The two likable leads of Marvel's new Cloak And Dagger improvised a scene to get their roles

In addition to film premieres, SXSW has increasingly been the place where TV series have their big unveiling, as well. Today, it was the newest addition to the Marvel TV family, Freeform’s Cloak & Dagger, which debuted to raucous applause—in a Presbyterian church, no less. The unusual setting was an apt one for a series whose leads, Olivia Holt and Aubrey Joseph, got their jobs via an unusual method. “[The director] tricked me,” star Aubrey Joseph admitted with a laugh, saying that during their audition process pilot helmer Gina Prince-Bythewood took him aside and asked him to just “respond” to a speech Holt’s character delivers. The speech wasn’t in the script, and instead the two actors simply played off one another, even convincing Marvel TV head Jeph Loeb that it must’ve been written, so fully did they nail the characters. (It was also a last-second audible play: showrunner Joe Pokaski revealed the two leads of the series weren’t cast until mere days before they began shooting.)

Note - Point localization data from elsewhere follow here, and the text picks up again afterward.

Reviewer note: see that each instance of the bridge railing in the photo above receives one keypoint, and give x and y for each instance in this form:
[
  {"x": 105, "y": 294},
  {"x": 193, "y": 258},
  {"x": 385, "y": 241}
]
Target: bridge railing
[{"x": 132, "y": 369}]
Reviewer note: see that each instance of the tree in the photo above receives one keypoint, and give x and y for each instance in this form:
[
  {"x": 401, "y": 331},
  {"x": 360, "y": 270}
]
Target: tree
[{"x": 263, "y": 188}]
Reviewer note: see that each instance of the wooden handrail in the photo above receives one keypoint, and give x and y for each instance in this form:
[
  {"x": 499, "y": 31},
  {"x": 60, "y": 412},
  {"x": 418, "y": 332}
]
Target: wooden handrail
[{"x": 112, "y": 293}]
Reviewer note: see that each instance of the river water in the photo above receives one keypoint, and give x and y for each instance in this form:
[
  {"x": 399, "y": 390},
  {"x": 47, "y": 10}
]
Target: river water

That wasn’t the only trick the director used. Prince-Bythewood (Beyond The Lights, Love & Basketball) would also play music during rehearsals, Cameron Crowe-style, to help her young charges find the proper headspace for their characters. “The goal was to make my son’s favorite show,” she said when asked why she took the job, noting that she hadn’t wanted to do TV, but was won over by the story. Marvel got its money’s worth there: The show definitely looks good. It has some real issues in other areas, but the charismatic leads are the true find, and if the show succeeds, it will largely be on the back of the work they do. “It’s an honor, it’s a blessing,” Joseph says of playing the tormented Dagger, and the two exuded an easy chemistry in real life as well, showing why they worked so well onscreen together.

Marvel fans, take note: They make some real changes to the origin story of these characters, and relocating them from New York to New Orleans is only the most superficially cosmetic one. There are parents, home lives, and all manner of other backstories rejiggered to serve the long-form TV storytelling framework. Feel free to adjust your outrage and/or defenses accordingly.